There are thousands of young Indigenous people that want to play for the Blue Jays one day. Their are Youth athletes that will compete at the North American Indigenous Games in Toronto in 2017 that DREAM of being a pro-athlete one day. Should one or two or ten of them reach their goals, should they be made to play against the Indians?

Could the Blue Jays have done something? Said something? Anything? Probably. Right?

We Need White People To Do This Work

If your butthole puckered up at the title of this section of the blog post and you want to take issue with me using the words, "White People" then this work isn't for you. I use "White People" in the context of "Whiteness" which holds unchecked power in North America.

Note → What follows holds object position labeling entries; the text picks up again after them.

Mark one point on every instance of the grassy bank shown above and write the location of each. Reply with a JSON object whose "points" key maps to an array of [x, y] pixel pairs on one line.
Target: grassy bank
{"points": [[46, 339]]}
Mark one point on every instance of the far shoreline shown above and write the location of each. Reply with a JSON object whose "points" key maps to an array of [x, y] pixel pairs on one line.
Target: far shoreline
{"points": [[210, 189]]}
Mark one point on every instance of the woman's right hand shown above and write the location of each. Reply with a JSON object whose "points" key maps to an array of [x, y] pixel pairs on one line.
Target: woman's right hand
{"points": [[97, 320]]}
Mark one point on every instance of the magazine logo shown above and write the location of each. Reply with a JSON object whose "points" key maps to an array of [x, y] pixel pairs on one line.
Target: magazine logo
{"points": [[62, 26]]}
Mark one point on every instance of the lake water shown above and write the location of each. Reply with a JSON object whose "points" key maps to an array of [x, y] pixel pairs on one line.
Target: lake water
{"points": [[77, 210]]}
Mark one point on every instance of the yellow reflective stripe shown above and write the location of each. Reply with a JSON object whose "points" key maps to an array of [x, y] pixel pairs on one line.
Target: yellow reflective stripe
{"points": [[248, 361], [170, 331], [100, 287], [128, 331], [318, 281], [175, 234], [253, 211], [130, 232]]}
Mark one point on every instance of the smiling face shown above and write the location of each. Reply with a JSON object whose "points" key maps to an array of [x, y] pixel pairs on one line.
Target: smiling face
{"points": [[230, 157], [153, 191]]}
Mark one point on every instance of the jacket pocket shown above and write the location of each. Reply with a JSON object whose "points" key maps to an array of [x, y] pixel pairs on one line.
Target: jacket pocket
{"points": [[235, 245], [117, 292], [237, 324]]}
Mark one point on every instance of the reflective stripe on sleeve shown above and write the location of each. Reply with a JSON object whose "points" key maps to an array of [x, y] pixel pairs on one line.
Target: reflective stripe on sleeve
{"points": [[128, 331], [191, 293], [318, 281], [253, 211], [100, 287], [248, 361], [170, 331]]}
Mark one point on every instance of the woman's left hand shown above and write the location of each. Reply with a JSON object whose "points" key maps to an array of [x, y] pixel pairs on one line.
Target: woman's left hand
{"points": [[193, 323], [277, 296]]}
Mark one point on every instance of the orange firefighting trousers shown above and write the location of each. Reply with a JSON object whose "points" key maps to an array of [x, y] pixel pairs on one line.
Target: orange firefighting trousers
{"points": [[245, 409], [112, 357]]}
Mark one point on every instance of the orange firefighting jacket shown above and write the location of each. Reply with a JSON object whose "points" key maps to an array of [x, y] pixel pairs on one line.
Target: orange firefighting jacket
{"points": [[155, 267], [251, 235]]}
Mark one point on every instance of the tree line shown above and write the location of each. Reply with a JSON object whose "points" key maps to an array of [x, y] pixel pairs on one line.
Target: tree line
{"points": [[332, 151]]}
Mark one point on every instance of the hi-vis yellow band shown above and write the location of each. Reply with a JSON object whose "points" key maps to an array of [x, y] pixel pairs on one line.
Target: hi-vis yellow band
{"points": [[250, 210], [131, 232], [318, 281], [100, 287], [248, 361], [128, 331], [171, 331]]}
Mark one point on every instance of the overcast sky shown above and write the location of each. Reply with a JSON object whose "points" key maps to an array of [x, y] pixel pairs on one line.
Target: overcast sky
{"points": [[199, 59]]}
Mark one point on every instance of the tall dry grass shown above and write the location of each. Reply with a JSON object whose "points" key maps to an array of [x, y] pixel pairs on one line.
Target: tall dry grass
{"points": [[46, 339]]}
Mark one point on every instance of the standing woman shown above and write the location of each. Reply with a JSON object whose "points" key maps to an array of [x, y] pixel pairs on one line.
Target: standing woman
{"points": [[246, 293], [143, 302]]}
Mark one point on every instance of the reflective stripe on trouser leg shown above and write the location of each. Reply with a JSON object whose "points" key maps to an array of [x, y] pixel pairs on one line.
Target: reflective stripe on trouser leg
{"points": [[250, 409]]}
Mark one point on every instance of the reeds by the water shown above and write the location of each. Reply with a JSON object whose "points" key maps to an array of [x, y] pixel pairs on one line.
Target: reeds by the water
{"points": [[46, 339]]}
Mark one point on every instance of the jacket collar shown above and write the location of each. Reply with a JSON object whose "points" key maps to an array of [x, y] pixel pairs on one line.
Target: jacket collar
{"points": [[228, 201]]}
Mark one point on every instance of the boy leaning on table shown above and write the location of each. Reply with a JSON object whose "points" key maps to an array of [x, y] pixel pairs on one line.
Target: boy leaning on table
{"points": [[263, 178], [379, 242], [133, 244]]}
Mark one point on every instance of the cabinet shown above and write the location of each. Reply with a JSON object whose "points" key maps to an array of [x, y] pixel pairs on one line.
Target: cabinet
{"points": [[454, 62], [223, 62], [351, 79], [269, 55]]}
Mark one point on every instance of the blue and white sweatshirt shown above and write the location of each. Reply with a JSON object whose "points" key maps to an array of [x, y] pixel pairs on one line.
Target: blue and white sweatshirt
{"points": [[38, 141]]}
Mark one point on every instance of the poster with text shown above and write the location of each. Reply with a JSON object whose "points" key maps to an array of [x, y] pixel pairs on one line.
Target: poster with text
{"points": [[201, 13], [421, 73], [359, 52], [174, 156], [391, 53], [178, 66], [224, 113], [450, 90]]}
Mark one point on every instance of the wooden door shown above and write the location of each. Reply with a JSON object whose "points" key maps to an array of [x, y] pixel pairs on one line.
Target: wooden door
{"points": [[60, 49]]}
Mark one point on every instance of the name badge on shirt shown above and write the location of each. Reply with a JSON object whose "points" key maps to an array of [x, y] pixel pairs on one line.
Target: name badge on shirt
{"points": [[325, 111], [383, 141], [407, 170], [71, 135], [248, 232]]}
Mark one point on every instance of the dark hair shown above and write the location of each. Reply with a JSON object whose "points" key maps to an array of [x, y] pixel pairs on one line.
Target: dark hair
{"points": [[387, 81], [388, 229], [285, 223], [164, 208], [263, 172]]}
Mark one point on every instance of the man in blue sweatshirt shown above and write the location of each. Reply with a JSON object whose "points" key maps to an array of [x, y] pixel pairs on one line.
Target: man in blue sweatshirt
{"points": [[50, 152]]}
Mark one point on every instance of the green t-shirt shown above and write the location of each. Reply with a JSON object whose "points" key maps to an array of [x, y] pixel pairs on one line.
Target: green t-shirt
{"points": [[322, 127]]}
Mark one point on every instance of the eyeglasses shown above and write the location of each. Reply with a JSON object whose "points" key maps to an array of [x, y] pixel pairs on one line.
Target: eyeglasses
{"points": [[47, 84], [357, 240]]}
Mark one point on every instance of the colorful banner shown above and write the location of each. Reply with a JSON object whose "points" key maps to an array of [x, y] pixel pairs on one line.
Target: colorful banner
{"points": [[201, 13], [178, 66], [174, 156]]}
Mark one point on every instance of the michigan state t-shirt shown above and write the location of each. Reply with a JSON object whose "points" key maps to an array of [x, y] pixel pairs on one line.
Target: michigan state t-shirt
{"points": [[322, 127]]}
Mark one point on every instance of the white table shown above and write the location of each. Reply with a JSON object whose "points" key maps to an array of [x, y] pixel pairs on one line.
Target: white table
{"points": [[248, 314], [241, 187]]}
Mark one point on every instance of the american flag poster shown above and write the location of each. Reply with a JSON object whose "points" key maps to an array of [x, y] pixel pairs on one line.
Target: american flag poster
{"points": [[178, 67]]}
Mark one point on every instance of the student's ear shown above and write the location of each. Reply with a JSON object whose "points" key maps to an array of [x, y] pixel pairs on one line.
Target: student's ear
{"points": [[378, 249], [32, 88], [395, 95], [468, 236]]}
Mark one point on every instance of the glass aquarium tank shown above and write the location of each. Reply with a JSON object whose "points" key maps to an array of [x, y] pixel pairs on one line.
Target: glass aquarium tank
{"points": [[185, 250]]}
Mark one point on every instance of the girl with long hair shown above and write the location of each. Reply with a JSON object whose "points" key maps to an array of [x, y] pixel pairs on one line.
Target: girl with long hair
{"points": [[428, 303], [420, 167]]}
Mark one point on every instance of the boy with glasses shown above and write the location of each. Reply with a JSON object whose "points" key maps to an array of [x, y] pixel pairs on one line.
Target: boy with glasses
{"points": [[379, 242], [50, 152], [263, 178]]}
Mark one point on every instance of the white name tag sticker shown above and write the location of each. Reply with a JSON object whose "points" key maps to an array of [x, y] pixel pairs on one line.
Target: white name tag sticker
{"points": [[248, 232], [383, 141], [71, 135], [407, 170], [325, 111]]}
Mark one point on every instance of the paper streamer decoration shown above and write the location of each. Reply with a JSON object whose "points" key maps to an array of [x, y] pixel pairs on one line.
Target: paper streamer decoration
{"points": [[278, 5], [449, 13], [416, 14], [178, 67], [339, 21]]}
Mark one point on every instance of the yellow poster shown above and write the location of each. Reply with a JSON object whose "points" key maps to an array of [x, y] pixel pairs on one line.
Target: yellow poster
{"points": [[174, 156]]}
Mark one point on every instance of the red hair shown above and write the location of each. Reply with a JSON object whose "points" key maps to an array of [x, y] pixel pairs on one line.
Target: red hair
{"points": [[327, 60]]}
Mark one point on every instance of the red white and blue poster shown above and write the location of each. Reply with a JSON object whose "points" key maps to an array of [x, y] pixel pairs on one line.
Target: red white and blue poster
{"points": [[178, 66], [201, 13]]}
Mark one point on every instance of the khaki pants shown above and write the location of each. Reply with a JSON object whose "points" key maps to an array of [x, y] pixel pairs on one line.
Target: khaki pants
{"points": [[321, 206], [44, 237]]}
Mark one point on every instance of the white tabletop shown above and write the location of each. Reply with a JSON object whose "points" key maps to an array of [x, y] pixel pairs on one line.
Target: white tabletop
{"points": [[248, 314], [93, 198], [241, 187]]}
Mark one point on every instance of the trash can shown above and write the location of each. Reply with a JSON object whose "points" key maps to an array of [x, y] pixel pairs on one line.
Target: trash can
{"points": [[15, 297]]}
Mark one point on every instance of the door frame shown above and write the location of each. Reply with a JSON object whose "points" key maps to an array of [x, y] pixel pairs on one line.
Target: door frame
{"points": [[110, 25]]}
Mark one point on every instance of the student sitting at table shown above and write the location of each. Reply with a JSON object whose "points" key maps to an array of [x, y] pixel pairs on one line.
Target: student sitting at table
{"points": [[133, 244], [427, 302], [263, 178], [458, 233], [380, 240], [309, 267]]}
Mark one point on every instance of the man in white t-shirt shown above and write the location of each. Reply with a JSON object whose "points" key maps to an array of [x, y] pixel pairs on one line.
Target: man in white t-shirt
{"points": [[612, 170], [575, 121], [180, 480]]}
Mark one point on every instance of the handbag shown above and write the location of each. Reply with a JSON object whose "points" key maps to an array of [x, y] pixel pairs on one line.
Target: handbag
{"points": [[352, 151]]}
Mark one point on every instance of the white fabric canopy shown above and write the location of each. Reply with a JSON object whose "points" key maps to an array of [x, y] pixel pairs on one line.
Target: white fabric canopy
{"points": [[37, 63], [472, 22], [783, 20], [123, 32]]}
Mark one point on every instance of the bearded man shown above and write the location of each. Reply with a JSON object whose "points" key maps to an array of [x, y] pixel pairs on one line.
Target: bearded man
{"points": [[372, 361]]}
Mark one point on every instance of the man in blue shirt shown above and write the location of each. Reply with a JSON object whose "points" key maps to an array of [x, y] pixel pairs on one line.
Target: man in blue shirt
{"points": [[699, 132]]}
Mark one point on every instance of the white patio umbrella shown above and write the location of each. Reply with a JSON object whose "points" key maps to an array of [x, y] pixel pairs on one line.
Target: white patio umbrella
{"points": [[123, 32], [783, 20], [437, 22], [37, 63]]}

Yes, this is an issue YOU need to tackle. You CAN tackle this issue. YOU can make a difference. If broadcaster Jerry Howarth is doing his part, so can you!

It is important to hear from Indigenous people but at the end of the day I need you, beautiful White People, to go home and talk to your partner. I need you to go home to your parents, to your neighbours, to your friends. I need you to sit at a dinner table and hear a racist joke and go, “You know what, dude? That was fucked up. You can’t talk like that and here's why.”

We need non-Indigenous people to do the work. We've been doing the work since contact. We're tired, and, as many people on the other side of this debate have so clearly drunkenly yelled and screamed at us, "We have other things to work on."